Rocky Mountain News
Outside ads are part of political debate
Ag's idea to warn off outsiders just won't work
August 16, 2004
When Senate candidate Ken Salazar invited Republican rival Pete Coors to join him in asking out-of-state interest groups not to spend money on negative advertising, he was probably spitting into the wind.
There's no way to keep outsiders off the airwaves, and no way to control what they say. If there were, political free speech would be in even more trouble than it is already.
Salazar of course wasn't proposing a ban on outside advertising. He simply believes political campaigns have been degraded by the lurid claims and relentless negativity of interest-group ads, and that a united front by the candidates might deter their sponsors from producing them. Most Coloradans no doubt agree with Salazar's assessment of the ads' content. Who didn't grow sick of the TV spots two years ago in the Wayne Allard-Tom Strickland Senate clash?
Yet there are all sorts of problems with pious pronouncements against negative advertising, not least of which is: When does a negative ad truly cross the line? What one viewer might call an attack, another might say is merely clarifying the record or drawing a distinction between candidates. And if candidates don't clarify records or draw distinctions, they are left with little but glowing biography and generalized pap to put on the air.
Nor do attack ads always work. In fact, they often backfire, especially if a candidate hasn't first established a positive image of himself. The recent Republican Senate primary is a good example. Bob Schaffer didn't attract enough money to establish his own credentials in print or on the airwaves. So when an independent committee financed by his friends came in and launched ads suggesting Coors was pro-gay and favored teenage drinking, they weren't believable.
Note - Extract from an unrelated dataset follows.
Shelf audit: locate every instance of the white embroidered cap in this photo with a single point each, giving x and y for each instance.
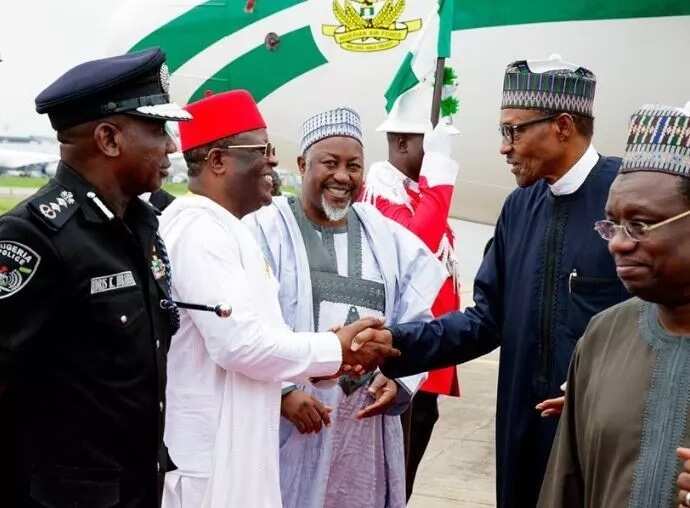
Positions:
(340, 121)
Like Salazar, we too wish candidates controlled a greater share of the political advertising; if nothing else, voters would know whom to blame for the worst excesses. Because misguided "reform" laws limit contributions to the candidates, however, it's inevitable that supporters will find other ways to get the word out. If we want to limit the politicking of outsiders, we should lift the contribution limits and let more money flow through the campaigns. Yet that isn't about to happen, and with control of the U.S. Senate at stake again this November, we are likely to see more outside advertising than ever.
Why should those groups, which after all represent the views of millionsof Americans, be asked to curb their tongues? "The idea of going to any group, whether it be a labor union or the chamber of commerce, and saying 'butt out' - I don't buy it," says former Sen. Bill Armstrong, who ran the independent committee that tried without success to help Schaffer. "It's still a free country."
Whether it's liberal moneybags George Soros, the AFL-CIO or conservatives like himself, "they're all part of the process," Armstrong says. "I don't think the country suffers from too much participation in the political process, but from too little."
If some groups have a disproportionate impact, maybe it's because too few other citizens care enough to get in the game.